Il y avait aussi beaucoup de Juifs austro-hongrois. La plupart de ces gens avaient peu de moyens. Ils étaient aidés à Anvers par quelques organisations d’entraide juives. La plupart des émigrants arrivaient en train par l’Allemagne, une minorité reliait Anvers en bateau.

Beaucoup de Juifs d’Europe de l’Est émigraient en raison de la situation socio-économique, mais aussi de la discrimination et des violentes manifestations d’antisémitisme, les pogroms. D’importants groupes de pression qui œuvraient en Amérique contre des mesures visant à réduire l’immigration étaient constitués de Juifs.

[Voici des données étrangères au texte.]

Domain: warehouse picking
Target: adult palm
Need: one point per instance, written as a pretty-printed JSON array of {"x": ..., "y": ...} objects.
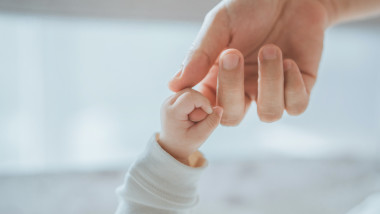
[{"x": 278, "y": 44}]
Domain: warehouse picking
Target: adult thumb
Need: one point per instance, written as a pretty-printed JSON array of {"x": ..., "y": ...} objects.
[
  {"x": 211, "y": 40},
  {"x": 205, "y": 127}
]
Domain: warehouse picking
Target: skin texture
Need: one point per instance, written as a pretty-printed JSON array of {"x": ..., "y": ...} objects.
[
  {"x": 289, "y": 32},
  {"x": 180, "y": 136}
]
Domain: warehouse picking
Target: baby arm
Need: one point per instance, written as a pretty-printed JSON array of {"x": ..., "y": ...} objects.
[{"x": 164, "y": 177}]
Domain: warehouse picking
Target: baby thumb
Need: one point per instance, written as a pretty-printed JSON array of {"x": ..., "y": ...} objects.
[{"x": 207, "y": 126}]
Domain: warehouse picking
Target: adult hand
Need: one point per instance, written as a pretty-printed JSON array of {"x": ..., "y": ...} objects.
[{"x": 280, "y": 45}]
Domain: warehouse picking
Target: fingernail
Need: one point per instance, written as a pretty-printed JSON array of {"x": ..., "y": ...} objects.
[
  {"x": 209, "y": 110},
  {"x": 230, "y": 61},
  {"x": 177, "y": 75},
  {"x": 287, "y": 65},
  {"x": 269, "y": 53},
  {"x": 218, "y": 110}
]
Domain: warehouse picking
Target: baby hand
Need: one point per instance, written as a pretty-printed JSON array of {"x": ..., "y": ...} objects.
[{"x": 180, "y": 136}]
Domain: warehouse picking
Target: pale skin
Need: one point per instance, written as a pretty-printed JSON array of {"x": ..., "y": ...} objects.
[
  {"x": 263, "y": 51},
  {"x": 180, "y": 136}
]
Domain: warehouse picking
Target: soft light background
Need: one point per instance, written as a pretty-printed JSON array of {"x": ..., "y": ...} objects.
[{"x": 81, "y": 93}]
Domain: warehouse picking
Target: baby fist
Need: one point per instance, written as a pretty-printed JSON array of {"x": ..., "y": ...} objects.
[{"x": 180, "y": 136}]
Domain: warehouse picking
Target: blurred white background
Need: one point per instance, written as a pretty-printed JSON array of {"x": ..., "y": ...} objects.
[{"x": 81, "y": 90}]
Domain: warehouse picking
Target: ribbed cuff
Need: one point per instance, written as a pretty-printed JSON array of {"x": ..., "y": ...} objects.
[{"x": 157, "y": 179}]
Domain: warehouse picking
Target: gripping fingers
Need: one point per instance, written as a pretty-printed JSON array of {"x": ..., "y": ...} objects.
[{"x": 188, "y": 101}]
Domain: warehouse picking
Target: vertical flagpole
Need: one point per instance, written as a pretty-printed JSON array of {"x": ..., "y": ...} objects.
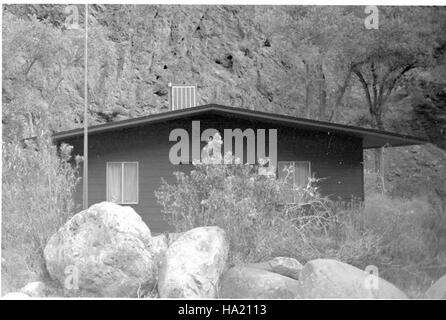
[{"x": 85, "y": 172}]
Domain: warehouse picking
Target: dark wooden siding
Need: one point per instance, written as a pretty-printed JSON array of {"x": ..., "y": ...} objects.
[{"x": 337, "y": 159}]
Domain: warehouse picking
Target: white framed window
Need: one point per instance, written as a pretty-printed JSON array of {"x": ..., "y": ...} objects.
[
  {"x": 122, "y": 181},
  {"x": 295, "y": 173}
]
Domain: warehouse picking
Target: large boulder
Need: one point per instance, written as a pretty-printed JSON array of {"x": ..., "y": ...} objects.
[
  {"x": 16, "y": 296},
  {"x": 252, "y": 283},
  {"x": 103, "y": 251},
  {"x": 326, "y": 278},
  {"x": 285, "y": 266},
  {"x": 193, "y": 264},
  {"x": 38, "y": 289},
  {"x": 438, "y": 289}
]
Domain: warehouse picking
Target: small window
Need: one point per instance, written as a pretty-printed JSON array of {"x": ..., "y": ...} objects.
[
  {"x": 122, "y": 182},
  {"x": 296, "y": 174}
]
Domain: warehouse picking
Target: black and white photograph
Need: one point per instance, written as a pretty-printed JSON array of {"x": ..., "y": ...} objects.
[{"x": 234, "y": 151}]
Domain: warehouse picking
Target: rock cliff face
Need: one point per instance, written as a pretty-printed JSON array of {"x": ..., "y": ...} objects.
[
  {"x": 242, "y": 56},
  {"x": 235, "y": 55}
]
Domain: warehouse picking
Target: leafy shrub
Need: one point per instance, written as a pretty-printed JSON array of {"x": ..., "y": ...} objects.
[{"x": 38, "y": 184}]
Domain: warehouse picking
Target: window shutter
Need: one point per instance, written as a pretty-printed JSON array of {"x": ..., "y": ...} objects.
[
  {"x": 301, "y": 173},
  {"x": 182, "y": 96},
  {"x": 130, "y": 192},
  {"x": 114, "y": 182}
]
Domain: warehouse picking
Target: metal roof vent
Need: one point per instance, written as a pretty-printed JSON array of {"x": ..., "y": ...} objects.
[{"x": 182, "y": 96}]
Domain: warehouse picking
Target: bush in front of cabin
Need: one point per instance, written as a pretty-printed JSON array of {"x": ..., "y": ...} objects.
[
  {"x": 254, "y": 209},
  {"x": 37, "y": 198}
]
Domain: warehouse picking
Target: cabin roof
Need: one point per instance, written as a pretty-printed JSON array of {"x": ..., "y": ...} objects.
[{"x": 372, "y": 138}]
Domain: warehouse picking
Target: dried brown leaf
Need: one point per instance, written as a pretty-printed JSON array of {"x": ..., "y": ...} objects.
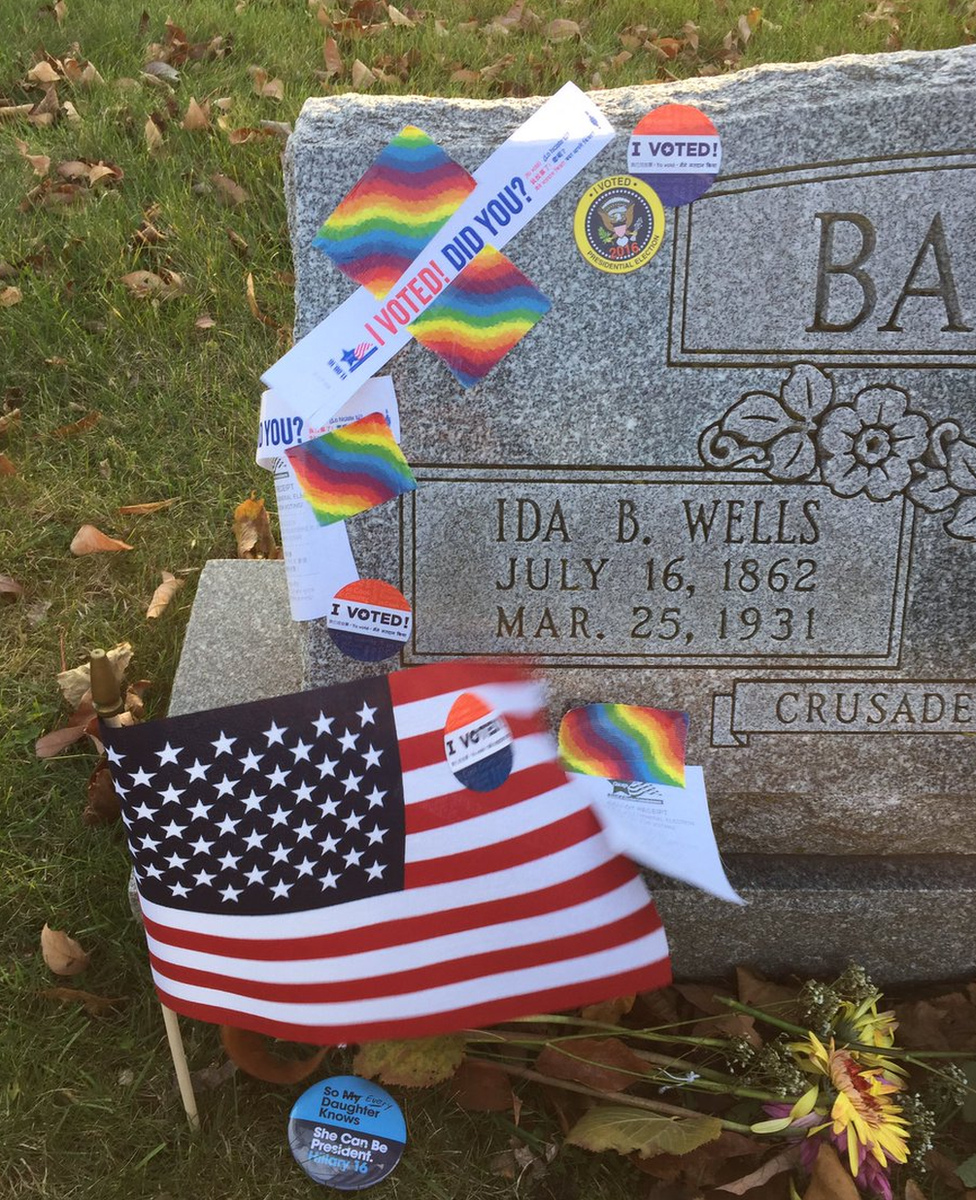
[
  {"x": 197, "y": 115},
  {"x": 228, "y": 192},
  {"x": 603, "y": 1063},
  {"x": 43, "y": 72},
  {"x": 76, "y": 682},
  {"x": 61, "y": 953},
  {"x": 40, "y": 162},
  {"x": 334, "y": 65},
  {"x": 830, "y": 1180},
  {"x": 95, "y": 1006},
  {"x": 252, "y": 529},
  {"x": 154, "y": 138},
  {"x": 10, "y": 589},
  {"x": 139, "y": 510},
  {"x": 163, "y": 594},
  {"x": 481, "y": 1087},
  {"x": 361, "y": 76},
  {"x": 90, "y": 540},
  {"x": 103, "y": 804},
  {"x": 251, "y": 1053},
  {"x": 81, "y": 426},
  {"x": 561, "y": 30}
]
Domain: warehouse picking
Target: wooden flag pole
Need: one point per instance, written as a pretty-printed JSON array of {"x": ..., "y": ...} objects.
[{"x": 179, "y": 1062}]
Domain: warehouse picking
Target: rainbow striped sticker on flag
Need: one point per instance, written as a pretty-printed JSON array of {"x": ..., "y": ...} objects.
[
  {"x": 390, "y": 215},
  {"x": 483, "y": 315},
  {"x": 626, "y": 742},
  {"x": 351, "y": 469}
]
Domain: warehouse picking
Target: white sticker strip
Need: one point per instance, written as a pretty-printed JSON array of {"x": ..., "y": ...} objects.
[
  {"x": 318, "y": 559},
  {"x": 527, "y": 171}
]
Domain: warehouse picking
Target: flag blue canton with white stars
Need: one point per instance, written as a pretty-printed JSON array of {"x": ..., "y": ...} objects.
[{"x": 229, "y": 813}]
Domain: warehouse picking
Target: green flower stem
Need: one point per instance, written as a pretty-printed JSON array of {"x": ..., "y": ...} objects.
[{"x": 634, "y": 1102}]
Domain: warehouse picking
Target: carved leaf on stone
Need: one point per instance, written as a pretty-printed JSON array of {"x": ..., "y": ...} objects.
[
  {"x": 807, "y": 391},
  {"x": 758, "y": 419},
  {"x": 963, "y": 523}
]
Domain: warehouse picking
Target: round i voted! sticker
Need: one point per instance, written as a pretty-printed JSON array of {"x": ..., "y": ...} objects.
[
  {"x": 347, "y": 1132},
  {"x": 677, "y": 151},
  {"x": 477, "y": 744},
  {"x": 369, "y": 621}
]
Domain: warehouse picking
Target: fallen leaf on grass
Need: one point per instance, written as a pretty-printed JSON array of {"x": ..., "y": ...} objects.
[
  {"x": 103, "y": 804},
  {"x": 361, "y": 76},
  {"x": 40, "y": 162},
  {"x": 90, "y": 540},
  {"x": 150, "y": 286},
  {"x": 417, "y": 1062},
  {"x": 251, "y": 1053},
  {"x": 163, "y": 594},
  {"x": 830, "y": 1180},
  {"x": 481, "y": 1087},
  {"x": 141, "y": 510},
  {"x": 628, "y": 1131},
  {"x": 81, "y": 426},
  {"x": 603, "y": 1063},
  {"x": 228, "y": 192},
  {"x": 76, "y": 682},
  {"x": 61, "y": 953},
  {"x": 252, "y": 529},
  {"x": 197, "y": 117},
  {"x": 95, "y": 1006},
  {"x": 10, "y": 589}
]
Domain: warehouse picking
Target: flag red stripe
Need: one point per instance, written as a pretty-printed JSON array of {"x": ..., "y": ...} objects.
[
  {"x": 423, "y": 683},
  {"x": 465, "y": 804},
  {"x": 503, "y": 855},
  {"x": 587, "y": 991},
  {"x": 597, "y": 882},
  {"x": 438, "y": 975},
  {"x": 426, "y": 749}
]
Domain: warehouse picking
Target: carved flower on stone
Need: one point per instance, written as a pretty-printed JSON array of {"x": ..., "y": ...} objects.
[
  {"x": 776, "y": 431},
  {"x": 872, "y": 444}
]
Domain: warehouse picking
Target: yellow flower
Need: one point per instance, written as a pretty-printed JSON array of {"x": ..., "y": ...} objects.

Le nombre de Juifs arrivant à Anvers augmenta fortement au fil des ans, passant de 1.200 vers 1880 à quelque 20.000 à la veille de la Première Guerre mondiale. Une communauté juive s’établit progressivement dans les environs de la Gare Centrale. Beaucoup de Juifs y trouvaient du travail dans le secteur diamantaire naissant, comme marchand ou comme ouvrier. Il y eut une nouvelle vague d’émigration après la guerre, et à partir de 1933, les Juifs fuyaient l’Allemagne nazie en grands nombres.